If Paxton runs, he will remind voters of moments where Cornyn’s rhetoric and votes were not so Trump-friendly, as when he accused the president of “reckless and incendiary speech” surrounding the events of Jan. 6, 2021, or when he said Trump “let his guard down” by minimizing the threat of COVID in the fall of 2020.
Cornyn will refer voters to more recent developments, including adjustments on issues that might have been an avenue for Paxton to draw a contrast, such as Ukraine. Recalling his comment that support for Ukraine was “a moral duty” as a $13 billion aid package passed in May 2022, I asked his opinion of the defining Oval Office throwdown Feb. 28, where Trump made clear to Volodymyr Zelenskyy that the money hose was shutting down. Cornyn’s answer reflected a lesson he may carry into his re-election bid: “I believe in dealing with President Trump … if you get into a public disagreement with him, it does not end well.”
If that signals that Cornyn may underplay or even shelve any daylight between his views and Trump’s, such restraint may be only part of his tone for the next year.

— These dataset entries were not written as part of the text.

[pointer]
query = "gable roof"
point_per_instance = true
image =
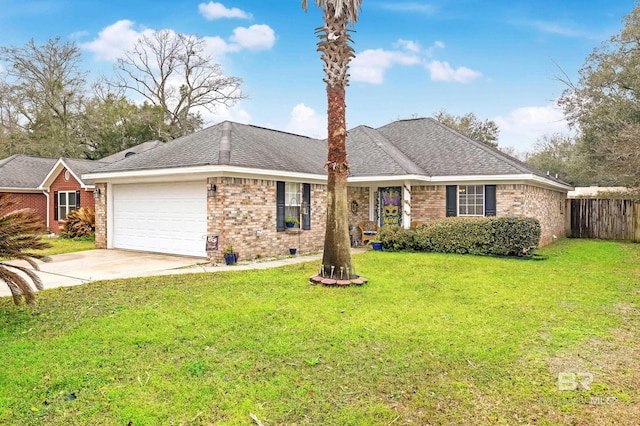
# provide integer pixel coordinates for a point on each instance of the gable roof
(442, 151)
(25, 172)
(419, 148)
(231, 144)
(144, 146)
(77, 167)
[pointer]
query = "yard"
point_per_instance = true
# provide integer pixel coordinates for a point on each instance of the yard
(67, 245)
(432, 339)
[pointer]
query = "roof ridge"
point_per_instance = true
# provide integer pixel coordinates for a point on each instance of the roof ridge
(392, 151)
(490, 149)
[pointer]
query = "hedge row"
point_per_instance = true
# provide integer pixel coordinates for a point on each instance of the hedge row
(504, 236)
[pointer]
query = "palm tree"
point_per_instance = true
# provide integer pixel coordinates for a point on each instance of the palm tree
(20, 233)
(337, 52)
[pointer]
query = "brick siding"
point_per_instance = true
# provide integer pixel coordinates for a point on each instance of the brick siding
(243, 214)
(61, 184)
(37, 202)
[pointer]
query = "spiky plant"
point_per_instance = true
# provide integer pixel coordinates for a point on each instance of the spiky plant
(20, 236)
(336, 53)
(79, 223)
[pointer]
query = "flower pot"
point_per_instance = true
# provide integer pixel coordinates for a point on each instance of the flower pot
(230, 258)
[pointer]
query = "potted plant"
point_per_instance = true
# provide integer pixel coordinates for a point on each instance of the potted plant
(291, 222)
(230, 256)
(376, 244)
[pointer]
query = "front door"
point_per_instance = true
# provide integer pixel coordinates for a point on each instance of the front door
(390, 205)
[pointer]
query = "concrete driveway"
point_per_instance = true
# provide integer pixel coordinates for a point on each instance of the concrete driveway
(92, 265)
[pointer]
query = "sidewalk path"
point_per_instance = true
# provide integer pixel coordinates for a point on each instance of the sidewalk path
(78, 268)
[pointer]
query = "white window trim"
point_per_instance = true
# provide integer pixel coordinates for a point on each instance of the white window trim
(483, 201)
(293, 201)
(69, 208)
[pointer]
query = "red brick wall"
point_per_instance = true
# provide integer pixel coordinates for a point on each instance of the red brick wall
(61, 184)
(37, 202)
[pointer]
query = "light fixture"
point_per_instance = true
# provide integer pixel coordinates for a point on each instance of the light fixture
(211, 191)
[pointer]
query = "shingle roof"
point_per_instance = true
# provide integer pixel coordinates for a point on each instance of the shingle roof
(24, 172)
(29, 172)
(405, 147)
(441, 151)
(145, 146)
(250, 146)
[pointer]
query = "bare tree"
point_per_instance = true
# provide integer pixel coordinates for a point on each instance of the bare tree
(337, 52)
(43, 93)
(485, 131)
(173, 71)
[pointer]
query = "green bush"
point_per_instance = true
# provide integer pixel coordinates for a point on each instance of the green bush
(505, 236)
(396, 238)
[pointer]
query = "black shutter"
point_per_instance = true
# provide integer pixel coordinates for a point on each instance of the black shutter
(306, 202)
(55, 205)
(489, 200)
(279, 206)
(452, 200)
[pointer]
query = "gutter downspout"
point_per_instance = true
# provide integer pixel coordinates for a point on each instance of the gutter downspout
(47, 195)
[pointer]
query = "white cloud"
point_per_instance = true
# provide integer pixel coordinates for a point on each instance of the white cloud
(213, 10)
(256, 37)
(555, 28)
(114, 40)
(411, 46)
(522, 127)
(369, 66)
(442, 71)
(305, 121)
(224, 113)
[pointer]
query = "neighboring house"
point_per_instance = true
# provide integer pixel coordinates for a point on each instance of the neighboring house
(234, 184)
(54, 187)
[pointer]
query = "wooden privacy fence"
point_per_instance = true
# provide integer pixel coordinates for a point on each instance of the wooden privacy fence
(605, 219)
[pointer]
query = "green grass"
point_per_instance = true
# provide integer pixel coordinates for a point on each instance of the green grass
(432, 339)
(67, 245)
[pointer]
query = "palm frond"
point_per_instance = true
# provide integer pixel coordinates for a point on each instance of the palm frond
(20, 234)
(348, 8)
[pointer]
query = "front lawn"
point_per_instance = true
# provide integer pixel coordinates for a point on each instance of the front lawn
(432, 339)
(67, 245)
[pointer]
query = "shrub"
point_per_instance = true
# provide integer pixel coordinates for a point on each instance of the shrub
(79, 223)
(506, 236)
(20, 236)
(395, 237)
(515, 236)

He may be found in moments of praise for Trump that could rival Paxton’s, whose bond with Trump spans a decade. On the Senate floor, days after the Oval Office scene derided as a disaster by Trump critics, Cornyn made clear he will not be found among them: “It is time for the War in Ukraine to end,” he said. “What President Trump is doing to secure peace in this dangerous world is an act of moral leadership, and I believe, divinely inspired.”
He wasn’t done. “If President Trump is successful in securing a lasting peace, I for one think he will have earned the Nobel Peace Prize.”
If Cornyn maintains that level of alignment with Trump for the next year, he will be difficult, maybe even impossible to dislodge — even for the deservedly revered Ken Paxton.